When someone is repentant and we forgive them because they changed their heart then it is easy to forgive and easy to forget. When someone is not sorry and we cannot forgive them, then there is no forgetting, there remains distrust. We are not bitter because of their choice to refuse to be sorry, but we are cautious. Confession and forgiveness is for the sake of restoring the relationship. The relationship cannot be restored if one of these actions is not taken.
It takes faith to do what God said to do because it doesn't feel good for a relationship to be broken, but the mending is not in the "letting it go", the mending is in the confession and forgiveness, both sides of the same coin, they cannot be separated.
When someone pretends to forgive when the offender is not sorry then God's purpose is thwarted and stunted. The person who will not be sorry doesn't grow and even becomes bitter. The person who forgives without the offender being sorry is not really forgiving, its just something to say to feel more spiritual and superior.
Those who do not forgive unrepentant offenders do not become bitter, they desire to forgive, they desire a changed heart for the offender and they even pray for the offender to realize their need to confess and change, so that the relationship will be restored authentically God's Way.
When we try to "feel better" for ourselves we are not thinking of the eternal well-being of the offender.
Psychology has destroyed reconciliation by getting people to focus on temporary feelings instead of long-term consequences. Reconciliation is not important to those who base their actions on feelings, only momentary superficial manipulation that solves nothing, rather it sweeps the dirt under the rug hoping the dirt will not emerge at a later time.
Nothing is cleansed, nothing changes and no one is freed from the uncomfortable sense every time they encounter the offender or the offender encounters the victim.
Mere sensations do not solve anything, they are nothing more than indicators of a desire, not the substance of anything real.
Do we as believers desire to forgive others? You betcha we do, we want that more than anything but just saying we do when they are not repentant is useless and sort of infantile. The idea that because I want it and say it then it must be true is not very mature thinking.
Sometimes we have to do the hard thing, wait a long time, and learn patience for God to do the real work in someone and in ourselves.
Do we have the strength to believe God by doing things His way even if it doesn't feel good or if we don't understand it?
We spanked our children when they were small to teach them good things. It didn't feel good but it accomplished better things than just feelings, it built character.
We see in our day how the character of children has been destroyed by the lack of discipline and training of the parents. And, we see how the culture has completely lost the ability to have consequences for bad attitudes and behavior, leaving a rude and crude culture hypersensitive to correction.

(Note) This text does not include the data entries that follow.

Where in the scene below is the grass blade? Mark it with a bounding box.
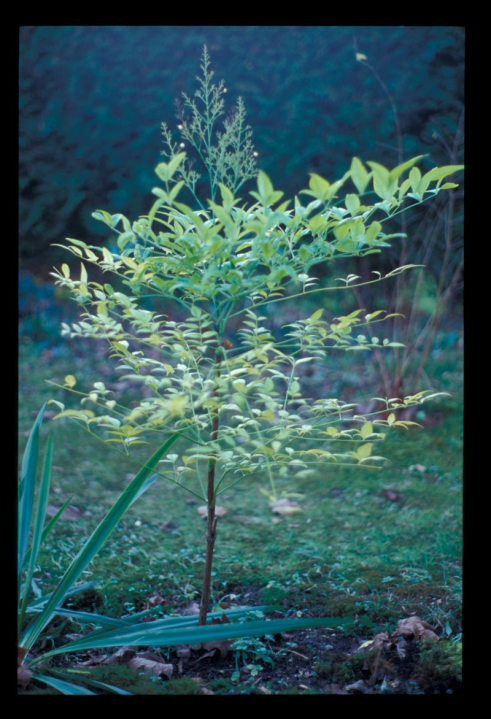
[27,581,98,612]
[24,494,73,562]
[51,669,133,696]
[20,432,179,650]
[35,617,349,664]
[27,607,131,629]
[18,402,46,579]
[17,436,53,634]
[72,605,282,639]
[32,674,95,695]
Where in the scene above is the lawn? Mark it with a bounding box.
[19,306,463,694]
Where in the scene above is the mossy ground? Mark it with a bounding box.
[19,310,462,694]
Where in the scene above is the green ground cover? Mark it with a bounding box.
[19,316,463,693]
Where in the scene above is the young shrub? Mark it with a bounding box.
[53,48,461,625]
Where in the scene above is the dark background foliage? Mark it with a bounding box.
[19,26,464,278]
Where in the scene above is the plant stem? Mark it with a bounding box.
[198,344,222,627]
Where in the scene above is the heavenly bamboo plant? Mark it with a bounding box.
[53,48,461,624]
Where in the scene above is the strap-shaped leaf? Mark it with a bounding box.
[20,432,179,649]
[18,402,47,576]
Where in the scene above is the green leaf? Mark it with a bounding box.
[18,402,46,576]
[155,152,186,182]
[389,155,428,181]
[351,157,370,194]
[42,617,349,660]
[32,674,95,696]
[356,442,373,459]
[18,435,53,631]
[345,195,360,216]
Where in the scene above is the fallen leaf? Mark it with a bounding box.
[128,657,174,679]
[107,645,136,664]
[363,652,387,686]
[74,651,110,667]
[392,617,439,641]
[17,664,32,689]
[269,497,303,517]
[147,592,167,607]
[200,641,232,659]
[345,679,371,694]
[198,505,227,519]
[380,489,402,502]
[396,637,407,659]
[31,409,56,420]
[158,522,179,532]
[373,632,389,650]
[46,504,83,521]
[330,684,348,694]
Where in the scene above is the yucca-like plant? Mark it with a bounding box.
[18,404,343,694]
[48,49,461,625]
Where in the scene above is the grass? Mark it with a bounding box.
[19,312,462,692]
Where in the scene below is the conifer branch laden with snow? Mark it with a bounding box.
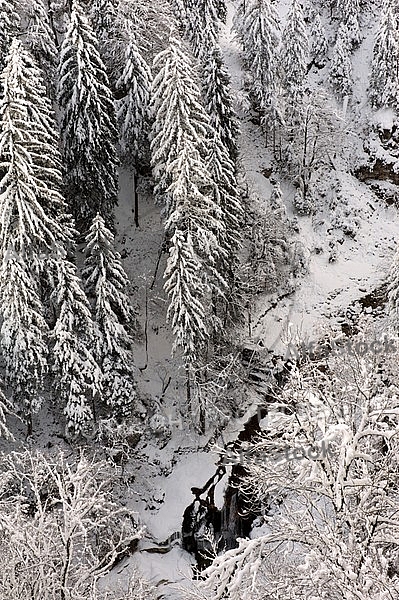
[0,0,21,70]
[0,40,73,264]
[234,0,281,129]
[0,245,48,435]
[83,214,136,415]
[51,260,102,434]
[369,0,399,110]
[116,38,152,166]
[329,23,353,98]
[58,0,118,229]
[202,46,239,163]
[281,0,309,102]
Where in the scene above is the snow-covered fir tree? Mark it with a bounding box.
[280,0,309,101]
[270,181,287,219]
[151,38,227,361]
[0,40,73,272]
[0,382,14,440]
[310,13,328,66]
[0,0,20,69]
[116,37,152,166]
[23,0,58,95]
[0,248,48,435]
[51,260,102,434]
[151,37,210,215]
[209,132,244,278]
[83,215,136,415]
[165,143,228,338]
[235,0,279,127]
[329,23,353,98]
[164,228,209,365]
[203,46,239,162]
[369,0,399,109]
[59,0,118,229]
[337,0,360,46]
[185,0,219,62]
[387,240,399,324]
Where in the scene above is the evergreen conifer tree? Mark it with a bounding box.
[23,0,58,95]
[235,0,279,127]
[203,46,239,162]
[59,0,118,228]
[330,23,353,98]
[116,39,152,166]
[51,260,102,434]
[0,250,48,435]
[310,13,328,66]
[281,0,309,98]
[337,0,360,46]
[369,0,399,109]
[151,37,210,210]
[164,228,209,365]
[83,215,136,414]
[0,0,20,70]
[0,40,73,272]
[152,38,227,362]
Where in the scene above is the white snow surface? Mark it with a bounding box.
[108,2,399,598]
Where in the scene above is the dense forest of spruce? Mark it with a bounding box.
[0,0,399,600]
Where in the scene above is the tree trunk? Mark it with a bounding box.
[133,170,139,227]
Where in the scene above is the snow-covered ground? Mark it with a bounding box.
[105,2,399,598]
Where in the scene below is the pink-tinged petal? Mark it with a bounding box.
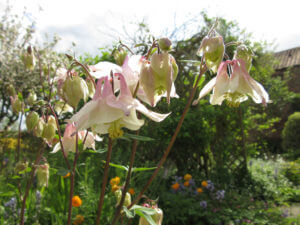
[193,77,217,105]
[89,62,122,79]
[134,99,171,122]
[50,143,61,153]
[120,109,145,130]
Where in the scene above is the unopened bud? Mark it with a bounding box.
[158,38,172,51]
[113,48,127,66]
[27,92,37,106]
[197,35,225,73]
[33,118,46,137]
[63,76,89,108]
[26,111,39,131]
[233,45,253,72]
[36,163,49,187]
[42,123,56,140]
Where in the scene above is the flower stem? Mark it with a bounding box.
[20,148,44,225]
[111,130,140,225]
[96,138,113,225]
[128,64,206,209]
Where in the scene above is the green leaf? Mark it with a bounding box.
[123,133,154,141]
[123,206,135,218]
[103,160,128,171]
[57,167,70,176]
[132,167,157,172]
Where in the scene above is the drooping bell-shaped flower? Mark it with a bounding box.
[233,45,253,72]
[197,32,225,73]
[51,123,102,154]
[193,59,269,107]
[62,75,89,108]
[70,74,169,138]
[36,163,50,187]
[140,52,178,106]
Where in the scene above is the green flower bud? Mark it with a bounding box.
[197,35,225,73]
[139,208,163,225]
[26,111,39,131]
[36,163,49,187]
[158,38,172,51]
[15,161,28,173]
[27,92,37,106]
[113,48,127,66]
[42,123,56,140]
[63,76,89,108]
[233,45,253,72]
[21,46,36,71]
[6,84,16,96]
[33,118,46,137]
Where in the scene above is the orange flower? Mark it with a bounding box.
[111,184,121,192]
[171,182,180,190]
[74,215,84,225]
[183,180,190,187]
[183,173,192,181]
[128,188,135,195]
[72,195,82,207]
[109,177,120,186]
[63,172,71,178]
[197,188,203,194]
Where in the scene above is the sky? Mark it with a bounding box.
[0,0,300,54]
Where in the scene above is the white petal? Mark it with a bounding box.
[134,99,171,122]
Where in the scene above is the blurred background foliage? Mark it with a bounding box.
[0,3,300,224]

We are headed to the tribulation and are now living in the 2 Timothy three generation because of the teaching of self-esteem and lack of character training in the previous generations.

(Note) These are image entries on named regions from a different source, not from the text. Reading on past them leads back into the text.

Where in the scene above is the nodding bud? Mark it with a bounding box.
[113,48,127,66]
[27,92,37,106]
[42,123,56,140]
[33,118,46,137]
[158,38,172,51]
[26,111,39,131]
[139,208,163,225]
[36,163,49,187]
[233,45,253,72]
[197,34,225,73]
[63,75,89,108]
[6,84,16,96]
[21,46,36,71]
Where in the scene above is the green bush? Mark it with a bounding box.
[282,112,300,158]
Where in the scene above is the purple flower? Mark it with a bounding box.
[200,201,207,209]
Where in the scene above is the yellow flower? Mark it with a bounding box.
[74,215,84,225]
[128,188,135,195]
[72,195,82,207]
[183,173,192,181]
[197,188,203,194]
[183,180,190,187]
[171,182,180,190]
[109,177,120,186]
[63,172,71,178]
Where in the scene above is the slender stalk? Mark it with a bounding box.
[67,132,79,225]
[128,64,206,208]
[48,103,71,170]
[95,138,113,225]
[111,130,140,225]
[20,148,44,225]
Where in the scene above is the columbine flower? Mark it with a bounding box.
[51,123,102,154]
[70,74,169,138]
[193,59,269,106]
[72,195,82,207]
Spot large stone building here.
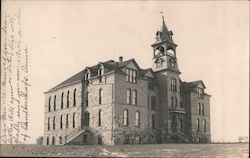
[43,19,210,145]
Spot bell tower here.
[151,16,179,72]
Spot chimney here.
[119,56,123,63]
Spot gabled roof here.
[181,80,206,92]
[45,59,147,93]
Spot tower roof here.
[154,16,175,44]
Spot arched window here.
[47,136,49,145]
[73,89,76,106]
[201,103,204,115]
[59,136,62,144]
[180,118,183,132]
[54,95,56,111]
[127,89,131,104]
[48,117,50,131]
[98,65,104,82]
[196,119,200,131]
[98,110,102,126]
[85,112,89,127]
[66,114,69,128]
[67,91,69,108]
[203,119,207,132]
[60,115,63,129]
[171,96,174,107]
[73,113,76,128]
[52,136,55,145]
[198,103,201,115]
[170,77,177,91]
[53,116,56,130]
[99,88,102,104]
[85,91,89,106]
[48,97,51,112]
[132,90,137,105]
[61,92,64,109]
[123,109,128,126]
[152,114,155,129]
[135,111,140,127]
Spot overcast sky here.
[2,1,249,143]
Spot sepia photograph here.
[0,0,249,158]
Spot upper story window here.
[170,78,177,92]
[171,96,174,107]
[127,89,131,104]
[203,119,207,132]
[152,114,155,129]
[48,97,51,112]
[148,78,154,90]
[67,91,69,108]
[197,88,203,98]
[66,114,69,128]
[72,113,76,128]
[48,117,50,131]
[98,65,104,82]
[98,110,102,126]
[99,88,103,104]
[73,89,76,106]
[155,60,163,68]
[123,109,128,126]
[61,92,64,109]
[151,96,156,110]
[135,111,140,127]
[126,68,137,83]
[170,58,176,68]
[196,119,200,131]
[60,115,63,129]
[54,95,56,111]
[53,116,56,130]
[132,90,137,105]
[84,69,90,80]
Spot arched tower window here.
[73,89,76,106]
[61,92,64,109]
[54,95,56,111]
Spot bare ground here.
[0,143,249,158]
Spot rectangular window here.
[197,88,203,98]
[135,111,140,127]
[123,110,128,126]
[127,89,131,104]
[126,69,137,83]
[171,96,174,107]
[152,114,155,129]
[151,96,156,110]
[132,90,137,105]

Just because the world has gone mad without the ability to think rationally does not mean that we should become like the world. God's ways are still for us, we are still to obey His commands even if no one else does.
Romans 3:3-4 "…3 What if some did not have faith? Will their lack of faith nullify God’s faithfulness? 4 Certainly not! Let God be TRUE and every man a liar. As it is written: “So that You may be proved right when You speak and victorious when You judge.”
Don't worry, if you lose all your friends and family, God is always your Father and those who love Him are going through the same things you are, you are not alone ever!!!!!